What a pleasant surprise it was to run into this groups discussion. I would like to thank you for the wonderful pictures of our marvellous Queen, one of the most powerful, controversial, and dramatic figures to ever grace the pages of the history of Portugal within the last 150 years.
D. Maria Pia's contradictory nature was probably the fruit of early loss and disappointment. Having been forced to marry a man she didn't love at such an early age, and move from the splendour of the Italian Court, home to everything she knew, and everyone she loved, to the provincial Portuguese court still recovering from a violent civil war, decades of foreign occupation, and the horrors of the earthquake of 1775, must have had the necessary impact to generate a personality that could be equally loved and hated in equal measures.
Savagely criticised for her reckless spending, Maria Pia would rise to the occasion by confronting her critics saying 'If they want a Queen, they will have to pay for it", or " Let them talk until they explode". This type of behaviour, no doubt rooted in the need to compensate for the loneliness and rejection she felt, could easily be counterbalanced by selfless and profoundly generous acts. To the Court and Government she might have been a proud and capricious Queen. To the people she was a pious one with the ability of generate love and fidelity among her lowly subjects. To this day she is known for her generosity, and constant work to help the poor.
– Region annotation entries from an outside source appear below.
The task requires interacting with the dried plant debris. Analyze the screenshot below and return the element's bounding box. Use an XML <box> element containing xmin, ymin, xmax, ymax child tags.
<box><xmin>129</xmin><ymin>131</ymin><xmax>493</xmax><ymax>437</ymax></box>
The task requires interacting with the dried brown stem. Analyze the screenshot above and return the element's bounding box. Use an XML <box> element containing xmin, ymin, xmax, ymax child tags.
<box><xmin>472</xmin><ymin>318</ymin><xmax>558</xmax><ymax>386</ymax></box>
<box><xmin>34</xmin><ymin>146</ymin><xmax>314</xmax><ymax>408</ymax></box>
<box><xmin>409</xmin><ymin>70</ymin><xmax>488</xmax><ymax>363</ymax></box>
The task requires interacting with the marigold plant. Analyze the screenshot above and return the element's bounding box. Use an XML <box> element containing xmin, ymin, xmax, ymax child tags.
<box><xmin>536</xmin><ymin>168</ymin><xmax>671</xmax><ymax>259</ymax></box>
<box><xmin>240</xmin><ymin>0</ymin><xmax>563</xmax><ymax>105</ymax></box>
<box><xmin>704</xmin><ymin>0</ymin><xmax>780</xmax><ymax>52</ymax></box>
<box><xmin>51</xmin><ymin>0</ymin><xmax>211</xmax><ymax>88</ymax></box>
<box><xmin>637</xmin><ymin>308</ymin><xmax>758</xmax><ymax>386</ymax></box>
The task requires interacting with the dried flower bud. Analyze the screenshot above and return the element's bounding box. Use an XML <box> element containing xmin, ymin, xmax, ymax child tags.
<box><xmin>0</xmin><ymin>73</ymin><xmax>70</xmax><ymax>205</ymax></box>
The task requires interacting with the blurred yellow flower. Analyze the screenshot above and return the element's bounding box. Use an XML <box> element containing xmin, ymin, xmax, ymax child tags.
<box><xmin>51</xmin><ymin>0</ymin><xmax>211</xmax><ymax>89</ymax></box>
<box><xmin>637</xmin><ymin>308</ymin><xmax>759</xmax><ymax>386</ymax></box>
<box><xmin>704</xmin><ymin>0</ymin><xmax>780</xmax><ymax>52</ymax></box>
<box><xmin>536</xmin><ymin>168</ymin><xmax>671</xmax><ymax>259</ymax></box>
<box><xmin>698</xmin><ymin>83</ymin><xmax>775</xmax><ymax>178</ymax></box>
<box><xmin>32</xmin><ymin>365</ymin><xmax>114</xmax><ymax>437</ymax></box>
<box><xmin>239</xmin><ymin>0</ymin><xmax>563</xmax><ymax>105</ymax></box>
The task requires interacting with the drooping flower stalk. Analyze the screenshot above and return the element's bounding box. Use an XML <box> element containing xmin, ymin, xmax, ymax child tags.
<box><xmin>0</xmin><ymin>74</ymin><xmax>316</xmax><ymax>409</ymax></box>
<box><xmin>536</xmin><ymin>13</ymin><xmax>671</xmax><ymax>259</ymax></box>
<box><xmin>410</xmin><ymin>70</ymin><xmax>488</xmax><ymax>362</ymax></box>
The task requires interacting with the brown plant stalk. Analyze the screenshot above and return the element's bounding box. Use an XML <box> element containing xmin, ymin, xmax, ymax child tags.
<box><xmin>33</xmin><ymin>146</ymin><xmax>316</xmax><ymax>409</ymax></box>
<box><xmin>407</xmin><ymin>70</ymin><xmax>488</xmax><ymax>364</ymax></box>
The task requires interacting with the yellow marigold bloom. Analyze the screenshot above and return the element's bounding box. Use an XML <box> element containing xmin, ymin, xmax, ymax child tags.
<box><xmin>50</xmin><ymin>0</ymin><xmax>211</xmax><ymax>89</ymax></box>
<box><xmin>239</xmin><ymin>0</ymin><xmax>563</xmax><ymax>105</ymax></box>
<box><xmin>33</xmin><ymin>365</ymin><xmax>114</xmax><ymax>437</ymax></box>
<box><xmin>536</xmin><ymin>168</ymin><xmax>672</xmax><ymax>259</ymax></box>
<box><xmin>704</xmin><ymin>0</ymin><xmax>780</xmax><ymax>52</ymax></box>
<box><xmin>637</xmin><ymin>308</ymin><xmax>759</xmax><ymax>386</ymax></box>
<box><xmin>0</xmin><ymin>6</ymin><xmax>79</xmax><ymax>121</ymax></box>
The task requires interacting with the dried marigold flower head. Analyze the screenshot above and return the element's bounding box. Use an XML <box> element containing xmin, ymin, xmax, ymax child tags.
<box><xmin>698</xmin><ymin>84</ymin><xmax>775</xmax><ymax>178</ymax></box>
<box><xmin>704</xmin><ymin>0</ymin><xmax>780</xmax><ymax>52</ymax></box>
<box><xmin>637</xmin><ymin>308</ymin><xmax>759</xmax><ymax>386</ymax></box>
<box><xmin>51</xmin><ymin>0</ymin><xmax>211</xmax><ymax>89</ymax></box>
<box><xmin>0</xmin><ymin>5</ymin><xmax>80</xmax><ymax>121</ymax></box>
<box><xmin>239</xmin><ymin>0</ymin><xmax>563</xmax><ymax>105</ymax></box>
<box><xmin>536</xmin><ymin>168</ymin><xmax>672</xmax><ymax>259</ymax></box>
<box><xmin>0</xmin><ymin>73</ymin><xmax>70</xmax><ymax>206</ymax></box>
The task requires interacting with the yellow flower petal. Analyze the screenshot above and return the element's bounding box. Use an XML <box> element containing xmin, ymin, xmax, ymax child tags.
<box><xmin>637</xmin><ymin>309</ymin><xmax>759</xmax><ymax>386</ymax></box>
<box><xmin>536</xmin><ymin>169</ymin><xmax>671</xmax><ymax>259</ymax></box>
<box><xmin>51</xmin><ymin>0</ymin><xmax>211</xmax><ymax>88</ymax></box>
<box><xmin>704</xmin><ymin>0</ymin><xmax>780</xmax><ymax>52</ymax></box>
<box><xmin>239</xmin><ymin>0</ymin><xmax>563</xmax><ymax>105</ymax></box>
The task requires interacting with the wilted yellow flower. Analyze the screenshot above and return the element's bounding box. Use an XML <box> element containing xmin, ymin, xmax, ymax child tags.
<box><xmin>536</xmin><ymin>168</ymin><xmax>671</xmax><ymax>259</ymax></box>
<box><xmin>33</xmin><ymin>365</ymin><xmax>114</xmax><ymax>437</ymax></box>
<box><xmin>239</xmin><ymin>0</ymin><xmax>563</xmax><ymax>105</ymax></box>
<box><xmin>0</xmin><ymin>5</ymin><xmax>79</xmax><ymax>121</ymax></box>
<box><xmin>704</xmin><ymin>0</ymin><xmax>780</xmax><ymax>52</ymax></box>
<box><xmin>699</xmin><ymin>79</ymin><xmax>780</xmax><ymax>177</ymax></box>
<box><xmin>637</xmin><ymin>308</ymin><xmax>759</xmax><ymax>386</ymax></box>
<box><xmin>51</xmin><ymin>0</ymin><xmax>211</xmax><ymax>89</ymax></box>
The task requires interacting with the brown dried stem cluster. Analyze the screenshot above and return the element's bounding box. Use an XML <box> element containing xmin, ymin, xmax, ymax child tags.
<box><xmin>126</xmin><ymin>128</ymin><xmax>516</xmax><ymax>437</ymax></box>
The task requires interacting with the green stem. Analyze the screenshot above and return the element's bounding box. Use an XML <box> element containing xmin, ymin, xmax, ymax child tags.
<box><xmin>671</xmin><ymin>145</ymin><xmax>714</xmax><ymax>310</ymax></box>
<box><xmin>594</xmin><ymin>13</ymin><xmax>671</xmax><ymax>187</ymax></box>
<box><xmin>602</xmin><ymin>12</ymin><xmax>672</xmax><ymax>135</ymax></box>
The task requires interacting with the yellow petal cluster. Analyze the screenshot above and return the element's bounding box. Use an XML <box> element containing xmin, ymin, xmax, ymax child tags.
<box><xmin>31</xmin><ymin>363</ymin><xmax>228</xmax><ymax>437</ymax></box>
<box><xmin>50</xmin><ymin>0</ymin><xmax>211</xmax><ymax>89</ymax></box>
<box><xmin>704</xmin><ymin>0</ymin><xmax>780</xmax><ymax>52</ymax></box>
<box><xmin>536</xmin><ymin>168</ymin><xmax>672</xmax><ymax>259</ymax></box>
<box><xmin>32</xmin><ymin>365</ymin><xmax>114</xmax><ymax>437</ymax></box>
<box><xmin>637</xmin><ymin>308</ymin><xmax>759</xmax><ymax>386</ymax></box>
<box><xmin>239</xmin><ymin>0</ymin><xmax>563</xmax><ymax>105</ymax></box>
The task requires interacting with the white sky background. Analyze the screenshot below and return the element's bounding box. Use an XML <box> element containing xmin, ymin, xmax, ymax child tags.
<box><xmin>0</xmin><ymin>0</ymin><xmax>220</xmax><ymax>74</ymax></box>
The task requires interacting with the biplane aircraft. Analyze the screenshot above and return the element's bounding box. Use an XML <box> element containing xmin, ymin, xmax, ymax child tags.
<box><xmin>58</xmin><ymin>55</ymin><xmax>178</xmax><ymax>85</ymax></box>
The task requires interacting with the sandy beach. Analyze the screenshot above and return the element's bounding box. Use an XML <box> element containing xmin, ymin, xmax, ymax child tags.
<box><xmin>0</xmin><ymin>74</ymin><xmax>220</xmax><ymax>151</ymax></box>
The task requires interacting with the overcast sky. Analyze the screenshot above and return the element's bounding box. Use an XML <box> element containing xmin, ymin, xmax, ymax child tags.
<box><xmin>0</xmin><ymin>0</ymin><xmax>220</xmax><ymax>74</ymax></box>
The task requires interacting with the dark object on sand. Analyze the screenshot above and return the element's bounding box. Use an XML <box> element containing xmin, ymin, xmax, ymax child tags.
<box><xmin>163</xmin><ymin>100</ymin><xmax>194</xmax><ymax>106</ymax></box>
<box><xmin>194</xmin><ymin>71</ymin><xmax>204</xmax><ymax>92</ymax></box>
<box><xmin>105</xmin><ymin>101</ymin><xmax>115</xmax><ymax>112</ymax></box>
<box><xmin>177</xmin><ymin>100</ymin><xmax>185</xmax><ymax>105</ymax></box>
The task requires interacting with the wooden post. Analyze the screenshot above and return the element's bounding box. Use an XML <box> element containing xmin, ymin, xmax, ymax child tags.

The differences of personality between herself and her daughter in law are well documented. It is important to mention however that HM always behaved with the utmost courtesy towards D. Amelia. It was Amelia, with her somewhat "bourgeois" principles that constantly criticized her mother in law. This is very clear in her memoirs. There is however one point that I must make. While D Maria Pia was deeply loved by the people, D. Amelia was regarded with suspicion. This wonderful character that represented in every way the regal splendour that can only be incarnated by the person of the Queen was no doubt doing something right.